What does B2B technical SEO cover?
B2B technical SEO is the layer that makes your product readable to crawlers and AI engines before any content or citation work can pay off. In a B2B and SaaS context that means four things most programs only half-cover. First, JS rendering parity: making sure the substance inside your app shell, your hydrated React or Vue marketing pages, and your single-page docs actually renders into the HTML crawlers and parsers receive, not just into a browser. Second, crawl and index health: a clean sitemap, sane crawl budget, no orphaned integration pages, and gated documentation that is still indexable where it should be. Third, Core Web Vitals and INP, because a slow, layout-shifting app frame buries the very pages a buyer evaluates you on. Fourth, the AI-readability layer most teams skip entirely: llms.txt, parser-friendly markup, and SoftwareApplication, Product, FAQPage, and Organization schema so engines can read, trust, and quote your comparison, integration, and docs pages. We treat that fourth layer as core, not an afterthought.
Why do JS-heavy SaaS sites struggle with AI engines?
Because the AI engines often see far less of the page than your users do. A typical B2B SaaS site ships an app shell that hydrates client-side: the marketing page, the interactive pricing table, the integration directory, and the docs are all assembled by JavaScript after the initial HTML loads. A human browser runs that JavaScript and sees the full page. Many crawlers and most LLM retrieval pipelines do not render reliably, or render a stripped version, so they index a near-empty frame where your product substance should be. Add gated developer docs the parser never reaches, thin marketing pages sitting on top of rich underlying detail, and zero machine-readable structure, and the result is an engine that cannot find anything quotable about you. When a buyer asks ChatGPT or Perplexity for the best vendor in your category, the model assembles its answer from pages it could actually read. If yours rendered blank, you are simply absent. Render parity plus schema is what closes that gap.
What is the AI-readability layer, exactly?

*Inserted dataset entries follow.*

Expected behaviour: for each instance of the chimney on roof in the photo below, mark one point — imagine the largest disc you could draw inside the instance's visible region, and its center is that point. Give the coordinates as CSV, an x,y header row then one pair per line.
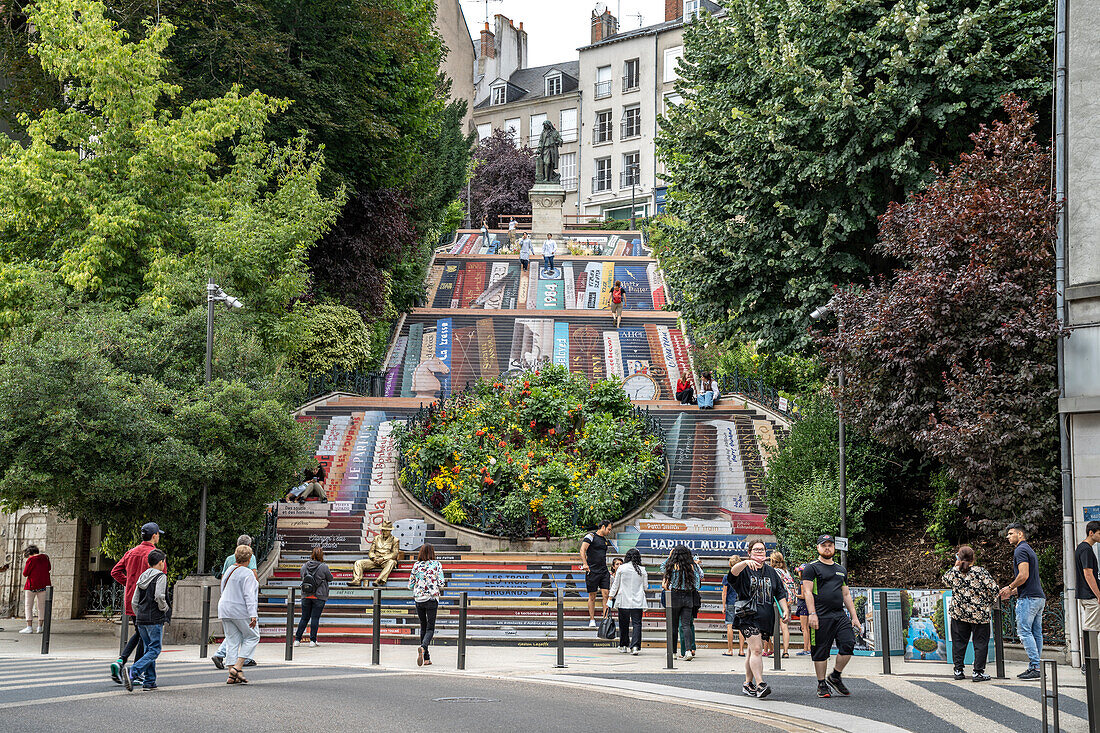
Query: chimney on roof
x,y
604,25
488,43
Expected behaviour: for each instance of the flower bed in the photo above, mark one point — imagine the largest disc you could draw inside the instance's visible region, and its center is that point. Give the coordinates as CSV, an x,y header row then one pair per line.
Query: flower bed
x,y
542,455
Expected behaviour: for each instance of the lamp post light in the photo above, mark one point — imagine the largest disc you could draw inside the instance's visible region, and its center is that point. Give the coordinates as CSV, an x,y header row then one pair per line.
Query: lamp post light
x,y
215,294
817,315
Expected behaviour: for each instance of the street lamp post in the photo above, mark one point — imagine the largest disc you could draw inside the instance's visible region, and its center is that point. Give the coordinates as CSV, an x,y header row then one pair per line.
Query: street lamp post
x,y
817,315
215,294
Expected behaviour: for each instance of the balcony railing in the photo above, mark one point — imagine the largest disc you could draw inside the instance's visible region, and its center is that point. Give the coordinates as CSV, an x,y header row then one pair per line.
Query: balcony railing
x,y
630,128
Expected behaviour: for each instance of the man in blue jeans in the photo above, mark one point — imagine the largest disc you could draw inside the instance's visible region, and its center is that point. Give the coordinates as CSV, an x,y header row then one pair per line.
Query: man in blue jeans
x,y
1032,599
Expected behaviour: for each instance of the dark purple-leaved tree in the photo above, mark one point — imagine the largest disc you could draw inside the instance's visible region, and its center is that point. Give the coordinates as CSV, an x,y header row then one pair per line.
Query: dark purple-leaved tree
x,y
503,176
955,352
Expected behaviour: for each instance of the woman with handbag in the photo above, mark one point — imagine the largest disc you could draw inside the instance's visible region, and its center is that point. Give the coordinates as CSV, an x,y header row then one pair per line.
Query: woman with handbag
x,y
757,586
240,591
683,577
628,593
426,581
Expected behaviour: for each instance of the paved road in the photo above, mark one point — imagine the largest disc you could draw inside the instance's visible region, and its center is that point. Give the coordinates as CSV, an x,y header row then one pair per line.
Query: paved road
x,y
78,695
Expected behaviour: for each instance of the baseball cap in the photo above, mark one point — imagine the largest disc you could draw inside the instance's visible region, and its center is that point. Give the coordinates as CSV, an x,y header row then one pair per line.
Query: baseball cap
x,y
151,528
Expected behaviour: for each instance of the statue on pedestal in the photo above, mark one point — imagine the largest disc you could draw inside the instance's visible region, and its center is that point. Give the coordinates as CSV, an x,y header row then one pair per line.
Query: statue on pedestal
x,y
546,162
383,556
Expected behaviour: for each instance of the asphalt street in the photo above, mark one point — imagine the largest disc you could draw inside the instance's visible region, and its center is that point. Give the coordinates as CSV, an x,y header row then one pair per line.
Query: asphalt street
x,y
77,695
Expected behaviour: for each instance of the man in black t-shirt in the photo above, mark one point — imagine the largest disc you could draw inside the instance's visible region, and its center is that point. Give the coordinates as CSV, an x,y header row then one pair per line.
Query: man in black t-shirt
x,y
825,589
1085,559
594,564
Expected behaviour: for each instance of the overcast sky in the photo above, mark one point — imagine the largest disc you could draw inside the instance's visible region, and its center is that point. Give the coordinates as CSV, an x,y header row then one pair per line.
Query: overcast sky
x,y
556,30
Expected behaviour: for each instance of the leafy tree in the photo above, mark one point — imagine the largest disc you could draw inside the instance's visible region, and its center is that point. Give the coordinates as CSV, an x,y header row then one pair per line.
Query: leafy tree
x,y
955,353
802,121
503,176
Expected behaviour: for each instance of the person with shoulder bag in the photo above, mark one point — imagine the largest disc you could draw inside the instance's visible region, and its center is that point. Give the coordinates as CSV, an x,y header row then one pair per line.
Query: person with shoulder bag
x,y
237,608
974,592
315,593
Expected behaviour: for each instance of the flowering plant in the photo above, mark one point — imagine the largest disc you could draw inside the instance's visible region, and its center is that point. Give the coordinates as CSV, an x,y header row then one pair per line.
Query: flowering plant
x,y
541,453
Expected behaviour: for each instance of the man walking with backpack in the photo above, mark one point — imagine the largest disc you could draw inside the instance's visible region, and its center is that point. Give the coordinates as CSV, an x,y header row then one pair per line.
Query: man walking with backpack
x,y
127,571
151,612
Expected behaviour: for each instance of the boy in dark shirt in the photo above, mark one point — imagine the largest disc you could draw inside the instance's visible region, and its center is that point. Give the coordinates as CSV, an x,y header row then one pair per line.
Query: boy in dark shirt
x,y
825,590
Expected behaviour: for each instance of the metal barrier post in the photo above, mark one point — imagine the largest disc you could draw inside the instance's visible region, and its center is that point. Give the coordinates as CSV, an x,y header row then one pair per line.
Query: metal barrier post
x,y
376,627
205,633
561,631
670,632
290,598
884,631
463,602
999,639
777,643
46,616
123,632
1052,695
1092,678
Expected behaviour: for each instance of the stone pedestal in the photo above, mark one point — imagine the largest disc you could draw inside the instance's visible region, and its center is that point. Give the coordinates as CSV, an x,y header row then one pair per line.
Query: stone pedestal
x,y
547,201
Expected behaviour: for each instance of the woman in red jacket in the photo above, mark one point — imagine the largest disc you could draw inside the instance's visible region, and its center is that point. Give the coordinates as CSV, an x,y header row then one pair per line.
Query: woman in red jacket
x,y
36,571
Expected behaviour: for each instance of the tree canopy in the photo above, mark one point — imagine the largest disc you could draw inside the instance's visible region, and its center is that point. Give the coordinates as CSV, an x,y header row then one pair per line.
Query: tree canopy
x,y
801,121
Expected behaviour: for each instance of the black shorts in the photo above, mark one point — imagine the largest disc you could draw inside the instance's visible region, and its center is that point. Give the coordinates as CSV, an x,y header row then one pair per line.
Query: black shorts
x,y
594,581
834,627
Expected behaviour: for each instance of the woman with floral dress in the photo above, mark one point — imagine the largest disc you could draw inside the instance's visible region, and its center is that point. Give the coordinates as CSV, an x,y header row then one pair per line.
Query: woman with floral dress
x,y
426,581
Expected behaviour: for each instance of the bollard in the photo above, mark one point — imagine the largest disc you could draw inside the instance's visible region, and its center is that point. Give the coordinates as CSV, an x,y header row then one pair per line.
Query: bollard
x,y
561,631
777,643
376,627
884,631
206,622
1051,695
463,602
670,632
289,624
1092,678
999,639
47,615
123,632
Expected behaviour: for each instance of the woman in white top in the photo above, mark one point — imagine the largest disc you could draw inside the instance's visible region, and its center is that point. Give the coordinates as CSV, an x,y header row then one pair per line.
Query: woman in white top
x,y
628,592
240,591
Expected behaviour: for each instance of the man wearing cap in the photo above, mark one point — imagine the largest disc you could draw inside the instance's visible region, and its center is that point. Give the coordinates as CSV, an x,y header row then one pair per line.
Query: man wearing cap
x,y
825,590
383,555
127,571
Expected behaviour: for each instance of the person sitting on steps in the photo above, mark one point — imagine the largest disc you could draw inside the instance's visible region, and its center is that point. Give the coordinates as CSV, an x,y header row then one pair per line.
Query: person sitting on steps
x,y
383,555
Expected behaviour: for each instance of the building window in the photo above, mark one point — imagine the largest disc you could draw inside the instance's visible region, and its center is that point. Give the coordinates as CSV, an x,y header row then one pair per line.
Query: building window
x,y
631,122
567,164
512,127
536,129
671,58
603,178
569,128
630,75
631,170
602,132
603,81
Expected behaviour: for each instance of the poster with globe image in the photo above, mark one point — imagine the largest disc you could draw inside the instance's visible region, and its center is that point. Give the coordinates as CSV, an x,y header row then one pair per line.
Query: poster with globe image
x,y
926,634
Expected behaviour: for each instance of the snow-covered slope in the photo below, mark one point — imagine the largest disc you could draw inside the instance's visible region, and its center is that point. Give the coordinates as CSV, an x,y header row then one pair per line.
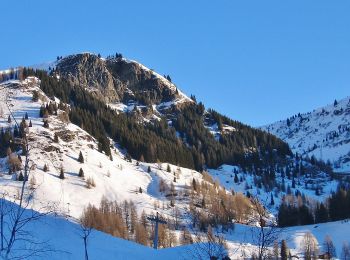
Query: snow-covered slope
x,y
117,179
323,133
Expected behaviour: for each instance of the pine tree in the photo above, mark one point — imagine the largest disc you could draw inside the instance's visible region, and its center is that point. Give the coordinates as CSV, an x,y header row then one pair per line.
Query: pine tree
x,y
20,177
81,158
61,174
236,178
81,173
55,138
272,200
284,250
46,124
35,97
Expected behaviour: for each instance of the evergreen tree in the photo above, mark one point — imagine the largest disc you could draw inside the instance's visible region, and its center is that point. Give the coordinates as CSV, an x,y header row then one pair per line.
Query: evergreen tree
x,y
81,158
35,97
55,138
61,174
20,177
236,178
272,202
284,250
81,173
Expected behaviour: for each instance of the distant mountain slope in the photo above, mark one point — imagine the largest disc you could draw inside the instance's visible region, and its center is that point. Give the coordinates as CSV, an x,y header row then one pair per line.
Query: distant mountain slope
x,y
323,133
149,116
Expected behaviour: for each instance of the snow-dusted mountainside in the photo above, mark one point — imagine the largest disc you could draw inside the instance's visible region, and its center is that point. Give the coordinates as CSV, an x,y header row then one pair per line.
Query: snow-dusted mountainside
x,y
116,179
323,133
180,195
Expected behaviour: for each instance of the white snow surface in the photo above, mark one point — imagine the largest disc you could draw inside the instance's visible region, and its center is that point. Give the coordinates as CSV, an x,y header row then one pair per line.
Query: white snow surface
x,y
117,180
324,133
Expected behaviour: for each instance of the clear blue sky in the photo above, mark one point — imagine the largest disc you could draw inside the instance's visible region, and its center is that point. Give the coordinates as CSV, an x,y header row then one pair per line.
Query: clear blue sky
x,y
255,61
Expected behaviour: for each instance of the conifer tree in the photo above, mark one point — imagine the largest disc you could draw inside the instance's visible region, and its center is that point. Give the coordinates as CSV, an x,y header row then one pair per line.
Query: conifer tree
x,y
61,174
20,177
55,138
284,250
272,202
236,178
81,158
81,173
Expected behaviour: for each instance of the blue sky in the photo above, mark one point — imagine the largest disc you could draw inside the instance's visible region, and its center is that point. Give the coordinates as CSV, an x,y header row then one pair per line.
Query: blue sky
x,y
255,61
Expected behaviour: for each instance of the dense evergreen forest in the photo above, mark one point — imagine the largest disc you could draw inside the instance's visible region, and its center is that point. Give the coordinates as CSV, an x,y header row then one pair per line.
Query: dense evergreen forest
x,y
336,207
157,141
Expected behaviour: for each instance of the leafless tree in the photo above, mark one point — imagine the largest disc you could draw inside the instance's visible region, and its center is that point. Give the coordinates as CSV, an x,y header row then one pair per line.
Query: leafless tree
x,y
208,246
345,254
85,232
310,246
266,232
18,214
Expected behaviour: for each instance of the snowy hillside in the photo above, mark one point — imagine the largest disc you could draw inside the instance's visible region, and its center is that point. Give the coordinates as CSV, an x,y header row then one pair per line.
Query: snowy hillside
x,y
116,179
323,133
55,180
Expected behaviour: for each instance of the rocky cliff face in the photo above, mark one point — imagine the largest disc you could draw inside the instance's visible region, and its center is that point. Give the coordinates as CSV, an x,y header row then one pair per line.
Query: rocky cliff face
x,y
117,79
90,72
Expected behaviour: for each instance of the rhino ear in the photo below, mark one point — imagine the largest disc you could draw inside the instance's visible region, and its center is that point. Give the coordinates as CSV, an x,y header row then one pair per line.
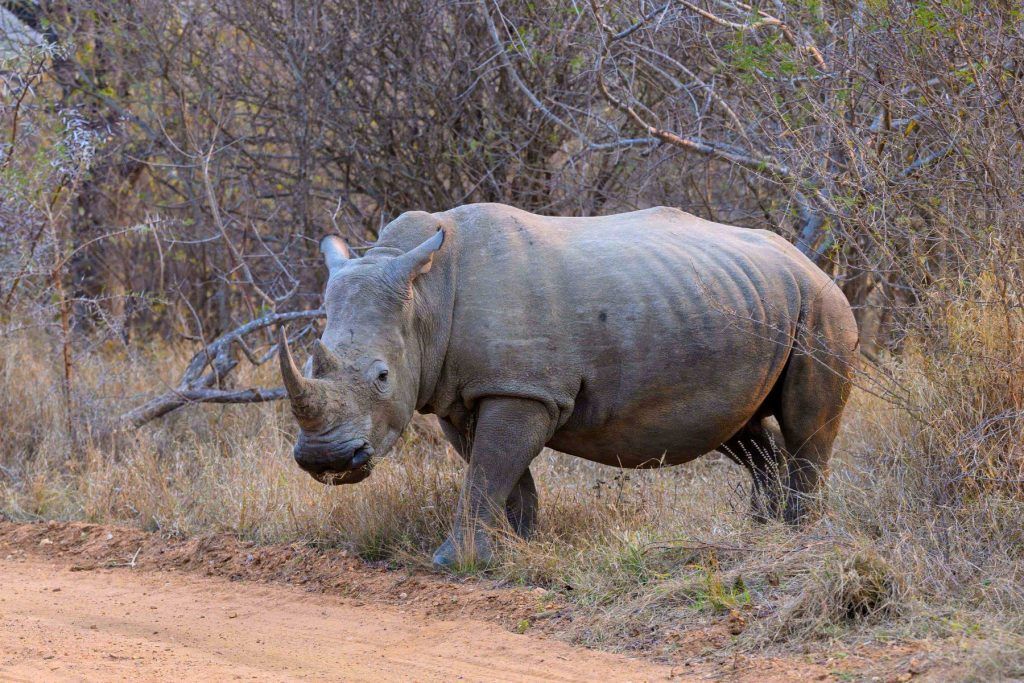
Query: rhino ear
x,y
418,260
335,252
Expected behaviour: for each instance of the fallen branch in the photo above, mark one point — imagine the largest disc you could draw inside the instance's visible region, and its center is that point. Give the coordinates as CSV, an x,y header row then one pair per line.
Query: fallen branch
x,y
203,380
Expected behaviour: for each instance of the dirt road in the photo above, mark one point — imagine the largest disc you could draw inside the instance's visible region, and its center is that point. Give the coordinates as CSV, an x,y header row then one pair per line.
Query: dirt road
x,y
119,624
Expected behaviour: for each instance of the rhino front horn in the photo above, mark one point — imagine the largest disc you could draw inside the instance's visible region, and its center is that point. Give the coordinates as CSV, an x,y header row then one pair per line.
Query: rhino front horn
x,y
301,392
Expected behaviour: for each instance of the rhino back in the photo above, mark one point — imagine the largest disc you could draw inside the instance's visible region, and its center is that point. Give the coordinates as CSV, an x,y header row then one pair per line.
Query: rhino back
x,y
650,336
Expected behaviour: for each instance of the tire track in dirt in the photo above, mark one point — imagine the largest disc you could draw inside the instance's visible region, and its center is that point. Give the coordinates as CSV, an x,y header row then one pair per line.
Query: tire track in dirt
x,y
116,625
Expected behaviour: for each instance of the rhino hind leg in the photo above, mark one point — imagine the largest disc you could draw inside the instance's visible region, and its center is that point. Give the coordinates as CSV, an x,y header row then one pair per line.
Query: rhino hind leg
x,y
813,392
759,447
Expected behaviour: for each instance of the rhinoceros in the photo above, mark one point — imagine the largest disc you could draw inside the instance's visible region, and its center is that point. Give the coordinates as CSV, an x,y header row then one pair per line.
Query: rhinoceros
x,y
637,340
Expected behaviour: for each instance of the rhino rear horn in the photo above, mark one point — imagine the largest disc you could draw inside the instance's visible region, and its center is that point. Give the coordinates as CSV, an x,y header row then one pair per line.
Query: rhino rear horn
x,y
336,252
418,260
300,390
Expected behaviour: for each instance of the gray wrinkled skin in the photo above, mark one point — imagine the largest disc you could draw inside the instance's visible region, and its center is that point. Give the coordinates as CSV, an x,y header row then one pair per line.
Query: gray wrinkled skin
x,y
637,340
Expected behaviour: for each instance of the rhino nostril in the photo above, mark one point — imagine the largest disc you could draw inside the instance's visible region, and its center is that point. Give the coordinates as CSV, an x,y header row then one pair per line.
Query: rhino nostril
x,y
361,457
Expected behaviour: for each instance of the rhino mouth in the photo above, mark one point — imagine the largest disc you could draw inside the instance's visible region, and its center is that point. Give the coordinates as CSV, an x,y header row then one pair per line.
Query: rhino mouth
x,y
338,477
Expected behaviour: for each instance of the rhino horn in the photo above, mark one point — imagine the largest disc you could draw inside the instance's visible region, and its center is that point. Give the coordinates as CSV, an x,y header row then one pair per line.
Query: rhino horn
x,y
325,361
300,390
417,261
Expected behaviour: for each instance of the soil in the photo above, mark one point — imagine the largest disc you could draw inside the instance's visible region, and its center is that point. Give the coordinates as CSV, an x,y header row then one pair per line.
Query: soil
x,y
96,602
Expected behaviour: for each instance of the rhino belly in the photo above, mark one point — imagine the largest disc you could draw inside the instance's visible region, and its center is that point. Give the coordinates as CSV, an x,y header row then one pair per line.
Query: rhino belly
x,y
655,431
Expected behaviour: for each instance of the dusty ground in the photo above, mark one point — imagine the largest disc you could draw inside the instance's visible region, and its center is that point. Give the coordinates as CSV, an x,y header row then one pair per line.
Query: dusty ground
x,y
84,601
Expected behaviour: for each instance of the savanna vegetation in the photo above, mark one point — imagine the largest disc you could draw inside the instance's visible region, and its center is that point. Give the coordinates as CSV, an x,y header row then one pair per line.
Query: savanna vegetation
x,y
166,169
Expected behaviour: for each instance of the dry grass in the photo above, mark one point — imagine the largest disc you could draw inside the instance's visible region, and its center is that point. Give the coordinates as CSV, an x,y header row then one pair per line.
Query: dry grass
x,y
903,551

It is the set of signals that let an engine read your page, understand what kind of thing it is, and trust it enough to quote. Concretely: llms.txt, a file that tells AI crawlers which pages matter and how your content is organized, the way robots.txt does for search bots. Parser-friendly markup, meaning clean semantic HTML with real headings, lists, and tables instead of nested divs that flatten into noise, so a retrieval pipeline can extract a clean answer chunk. And structured data, the schema that names your product to a machine: SoftwareApplication and Product for your app and its features and pricing, FAQPage for the questions a committee asks, and Organization for your entity and its trust signals. Most B2B technical programs stop at the classic SEO checklist and never build this layer, which is exactly why their well-ranked pages still do not get cited. We treat readability for AI as a first-class deliverable alongside render and index health.
How do you scale integration and use-case pages without thin content?
With a clean programmatic system, not a thin-page mill. B2B sites have a long tail that genuinely deserves to exist: a page per integration, per use case, per category cut, per role. Done badly, that becomes hundreds of near-duplicate stubs that Google demotes and AI ignores. Done well, each page is built from a real data source, your integration metadata, your feature matrix, your docs, your support and sales-call notes, so every page carries specific, factual substance a buyer and a model can use. We build the template, the data pipeline, the internal linking, and the schema once, then ship the long tail at scale with each page individually parseable and quotable. The same render-parity and structured-data discipline applies to every generated page, so the programmatic system inherits the AI-readability layer by default rather than bolting it on later.
Do you follow a fixed technical playbook?
No. Geology is a research-first agency, and we do not hand you a generic technical checklist. Every B2B technical engagement starts with a custom crawl-and-render audit of your specific stack, your framework, your hydration model, your docs setup, your existing schema and sitemap, and a map of which of your pages the AI engines can and cannot currently read and quote. Two SaaS sites on the same framework can have completely different failure modes: one renders fine but has no schema, another has perfect schema on pages the parser never sees because they hydrate blank. A playbook would treat them the same and fix the wrong things. We fix in priority order by citation impact, the gaps that are actually keeping you off the shortlist first, the cosmetic ones last. The audit is the deliverable that decides the roadmap.
How are technical SEO results measured?
Against readability and citation, not a generic site-health score. We track render parity (the share of your priority pages whose substance reaches the crawler and parser intact), index coverage of your comparison, integration, and docs pages, Core Web Vitals and INP on the templates buyers evaluate you on, and schema coverage and validity across SoftwareApplication, Product, FAQPage, and Organization. The number that ties it together is citation share: the percentage of priority buyer prompts where your brand is named in the AI answer across ChatGPT, Perplexity, Gemini, Copilot, and Google AI Overviews. Because this layer unlocks everything content and citations are built on top of, we report the technical fixes against the downstream movement they enable, pages that became readable, then became cited, rather than a vanity dashboard.